Mussolini was nominated by two different people. One of the letters of recommendation came from a German law professor while the other was from a professor in France. These letters are usually kept in the Nobel Institute archives, but these particular missives are missing. Consequently, the reasoning behind this nomination will never truly be known.
While Mussolini was nominated, he was not considered for the shortlist by the Nobel Committee. However, it has been stated that there was disagreement on the committee about whether to award the prize at all that year. Eventually, the prize was presented to Carl von Ossietzky, a German who led the fight against Germany’s rearmament.
The next of these figures to be nominated was Adolf Hitler. In 1939, Hitler was nominated by E.G.C. Brandt who was a member of the Swedish parliament.
However, Brandt did not actually nominate Hitler because he believed in what the Führer stood for. Instead, the nomination was a protest against the nomination of British Prime Minister Neville Chamberlain that year.
Chamberlain had been nominated by several people for his role in the Munich Agreement. Brandt wanted to point out the flaws in foreign policy of the time and the fact that the Munich Agreement allowed Germany to take over parts of Czechoslovakia.
While the reasoning behind the nomination may have made sense to Brandt, it was not very well received by most people. Brandt did withdraw the nomination, but it would forever be a part of the Nobel records. While Hitler had no chance of getting the Noble Peace Prize, it was not actually awarded that year because of the outbreak of World War II.
In the years after WWII, other strange nominations would occur. The most confusing would be the two nominations for Joseph Stalin. The former leader of the Soviet Union was nominated first in 1945 and again in 1948.
The nomination in 1945 came just after the war and was sent in by Halvdan Koht. Koht was a former Norwegian foreign minister and historian who listed Stalin along with seven other nominees. It is impossible to know the exact reasoning behind this nomination, but it is believed to have had political motivations.
When the nomination letter was written, Norway had been allied with the Soviet Union for many years, and the Red Army had liberated part of the country from German occupation. Allied countries actually had a positive portrayal of Stalin in mass media because of the Soviet actions during the war.
Koht may have seen Stalin as one of the architects of the Allied victory and nominated him accordingly.

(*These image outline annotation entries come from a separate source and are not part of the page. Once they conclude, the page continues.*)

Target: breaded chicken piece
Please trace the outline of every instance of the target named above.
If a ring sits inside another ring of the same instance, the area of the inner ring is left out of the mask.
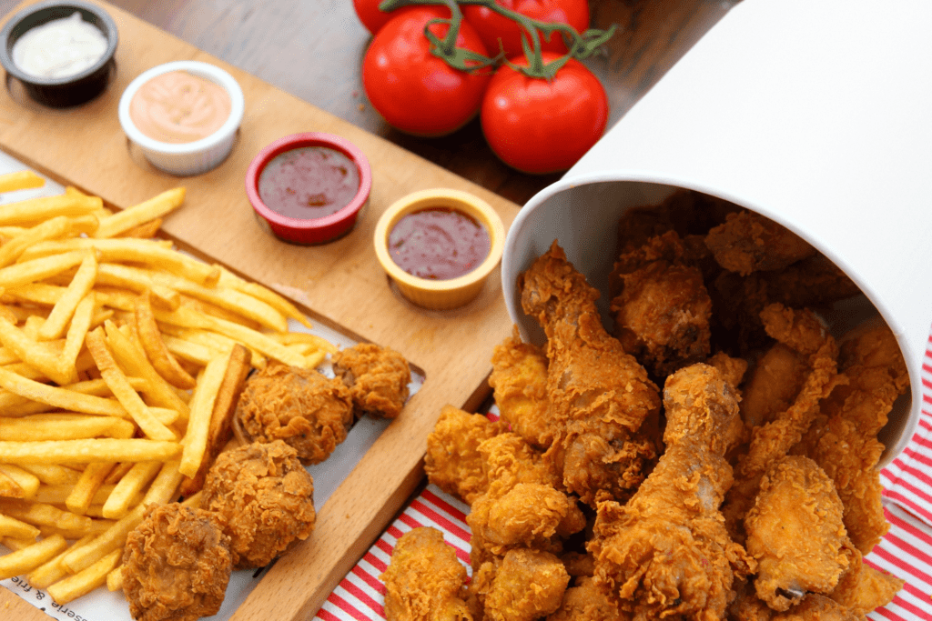
[[[313,494],[314,480],[294,448],[254,442],[220,453],[201,506],[224,520],[237,569],[265,567],[313,532]]]
[[[411,368],[390,347],[360,343],[331,357],[334,373],[350,388],[357,418],[396,418],[408,398]]]
[[[611,301],[624,351],[658,377],[700,362],[711,350],[712,300],[703,275],[674,231],[622,254]]]
[[[464,601],[466,568],[435,528],[403,534],[379,579],[388,621],[473,621]]]
[[[492,350],[488,385],[501,419],[513,431],[540,449],[553,443],[555,429],[547,398],[547,357],[540,347],[521,341],[517,326]]]
[[[628,621],[608,593],[590,577],[582,577],[563,595],[559,609],[547,621]]]
[[[851,567],[829,597],[853,613],[865,615],[893,601],[904,584],[902,579],[865,563],[861,553],[856,549]]]
[[[194,621],[220,610],[233,555],[220,518],[154,505],[123,548],[123,593],[139,621]]]
[[[761,317],[771,337],[805,359],[808,371],[792,404],[774,414],[773,420],[751,427],[750,444],[737,459],[734,485],[722,513],[732,536],[741,542],[744,519],[754,505],[764,472],[802,439],[818,415],[820,401],[840,381],[838,344],[814,313],[771,304]]]
[[[234,415],[252,439],[284,440],[302,464],[329,457],[353,422],[350,389],[341,381],[274,360],[246,380]]]
[[[706,245],[730,272],[774,271],[816,255],[816,249],[789,229],[761,214],[743,209],[709,230]]]
[[[533,621],[556,611],[569,574],[550,552],[509,550],[485,594],[487,621]]]
[[[800,451],[835,481],[848,535],[868,554],[889,528],[877,468],[884,445],[877,434],[909,389],[909,373],[896,337],[882,321],[846,335],[840,360],[847,381],[825,399]]]
[[[488,490],[479,445],[507,429],[504,423],[445,405],[427,437],[424,471],[429,481],[467,504]]]
[[[738,404],[718,370],[700,363],[666,379],[664,405],[665,452],[626,505],[599,503],[586,547],[596,583],[633,619],[722,618],[733,583],[754,565],[719,512]]]
[[[567,490],[595,506],[626,498],[657,455],[657,386],[605,331],[597,290],[556,241],[519,277],[521,304],[547,334],[547,392],[559,429],[548,452]],[[642,432],[645,421],[654,429]]]
[[[789,455],[771,466],[745,518],[758,597],[786,611],[807,592],[835,588],[851,560],[843,510],[834,483],[813,460]]]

However, Stalin would not win the prize as it was presented to Cordell Hull instead.
The second nomination for Stalin in 1948 may also have had political motivations. This nomination was sent by Czechoslovakian professor Wladislav Rieger.
During this time, the contribution by the Soviet Union to the war effort was still fondly remembered. The increase in their power in eastern European states such as Czechoslovakia also made it prudent for the proper respect to the paid to the Soviet leader, Stalin.
This could be the reasoning behind the nomination, but it would not lead to Stalin receiving the prize. For a second time, Stalin would be passed over, but the prize would not be awarded at all that year. The reason given for this was a lack of suitable living candidates, which was a tribute to the recently assassinated Gandhi.